# Wie fange ich ihn richtig???



## sabrinaS1984 (28. Juni 2015)

Hallo zusammen,

ich stehe mal wieder vor einem kleinem Problem. Da wir unseren Koiteich ja mit dem Haus gekauft haben und der Vorbesitzer uns mit den Worten "ab und an ein wenig Futter und den Filter reinigen" den Teich übergeben hat sind wir ja einfach so da rein geschlittert. 
Dieses Jahr funktioniert auch soweit alles besser als letztes Jahr (keine Fadenalgeninvasion mehr, Fische fressen mittlerweile aus der Hand...)

Jetzt stehe ich aber vor einem neuen Problem. Der größte Fisch in diesem Teich (ca.50cm) hat eine Schuppentascheninfektion. Ich habe schon mit einem Koidoc telefoniert, diese sagte mir ich soll dem Koi ein Salzbad machen.Da er wahrscheinlich nächste Woche noch keine Zeit hat vorbei zu schauen. Zur Linderung und Desinfektion alle 2 Tage.

Gestern haben wir dann 2 Std (in Ruhe, ohne Hektik mit Pausen) versucht Ihn zu fangen, was auch geklappt hat. Das Salzbad hat auch funktioniert.

Nur nach dem Einsetzen hat er mir nicht mehr vertraut. Jetzt soll ich Ihn ja morgen wieder in dieses Bad setzten. Ich weiß nur nicht wie ich Ihn wieder in meine Nähe bekomme. In der Mitte vom Teich ist ja eine Wasserplanze worunter er sich auch versteckt.

Wir haben das fangen mit 2 Keschern gemacht. Der kescher ist rund und hat einen durchmesser von 60cm. Das Netzt ist sehr flach, worin beim fangen das nächste Problem war, er hat so gezappelt das er fast wieder rausgefallen wäre.

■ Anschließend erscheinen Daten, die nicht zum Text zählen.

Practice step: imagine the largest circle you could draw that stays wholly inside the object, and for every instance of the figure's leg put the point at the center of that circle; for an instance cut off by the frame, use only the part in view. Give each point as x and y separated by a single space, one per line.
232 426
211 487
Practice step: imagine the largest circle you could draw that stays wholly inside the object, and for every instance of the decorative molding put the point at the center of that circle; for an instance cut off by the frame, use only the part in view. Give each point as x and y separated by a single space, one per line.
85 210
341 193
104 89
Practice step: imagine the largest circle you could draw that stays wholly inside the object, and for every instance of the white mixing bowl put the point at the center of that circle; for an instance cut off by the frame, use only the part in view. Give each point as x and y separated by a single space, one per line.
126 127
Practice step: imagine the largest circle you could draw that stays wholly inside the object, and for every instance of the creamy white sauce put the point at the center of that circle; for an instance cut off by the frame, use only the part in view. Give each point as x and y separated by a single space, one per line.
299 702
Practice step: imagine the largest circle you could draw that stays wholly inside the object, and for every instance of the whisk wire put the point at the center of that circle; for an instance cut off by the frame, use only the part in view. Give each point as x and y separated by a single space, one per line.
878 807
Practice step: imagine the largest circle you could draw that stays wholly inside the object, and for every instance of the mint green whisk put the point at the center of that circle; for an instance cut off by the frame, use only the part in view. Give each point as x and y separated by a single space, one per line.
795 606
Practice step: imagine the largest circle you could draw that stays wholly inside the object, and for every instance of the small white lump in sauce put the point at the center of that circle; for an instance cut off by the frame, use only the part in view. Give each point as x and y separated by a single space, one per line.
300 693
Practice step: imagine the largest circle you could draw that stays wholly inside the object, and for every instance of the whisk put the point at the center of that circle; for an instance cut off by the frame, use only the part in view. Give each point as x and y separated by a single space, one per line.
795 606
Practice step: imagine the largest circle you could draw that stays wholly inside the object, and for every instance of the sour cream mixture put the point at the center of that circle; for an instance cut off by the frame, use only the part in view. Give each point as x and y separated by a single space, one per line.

Jetzt hab ich echt Angst das morgen wieder zu tun. Vielleicht könnt Ihr mir ja weiterhelfen wie das fangen schonender geht, wie Ihr das so handhabt?

Ich bedanke mich schonmal im vorraus.

LG Sabrina


----------



## Patrick K (28. Juni 2015)

Hallo Sabrina

Setze den Koi in ein extra Becken , da reicht ein Kinderplanschbecken mit wenigen 100 Litern , mache täglich einen wasserwechsel  und decke das Becken gut mit einem Netz ,( zB.Vogelschutznetz) ab

Achtung , Das Becken darf nicht in der prallen sonne stehn, stelle auch die fütterung ein ,das schont das Wasser.

Gruss Patrick


----------



## sabrinaS1984 (28. Juni 2015)

Hallo Patrick

vielen Dank für deine schnelle Antwort.

Muss das Wasser in dem Planschbecken dann nicht auch gefiltert werden? Den Wasserwechsel, mache ich dann wahrscheinlich mit Wasser aus dem Teich, oder? Sorry für die fragerei, aber auch wenn ohne Ahnung zu den Kois gekommen sind hab ich Sie doch sehr lieb gewonnen und möchte, auch versuchen das bestmöglichste und richtige für Sie zu tun.

Danke


----------



## Zacky (28. Juni 2015)

Das Wasser in dem Planschbecken oder auch Quarantänebecken zu filtern, ginge auch, aber dazu müüsstest Du einen Wassertausch gewährleisten können. Wenn Du keinen kleinen Filter hast, welcher auch schon eingefahren sein müsste, dann geht es über die Wasserwechsel am schnellsten. Das Becken solltest Du auf jeden Fall belüften und den Fisch nicht füttern (wenn - nur sehr, sehr wenig),

Das Umsetzen von dem Plansch- & Quarantänebecken in das Salzbad und wieder zurück verursacht auch schon deutlich weniger Stress, als die Jagd und Hetzerei durch den Teich.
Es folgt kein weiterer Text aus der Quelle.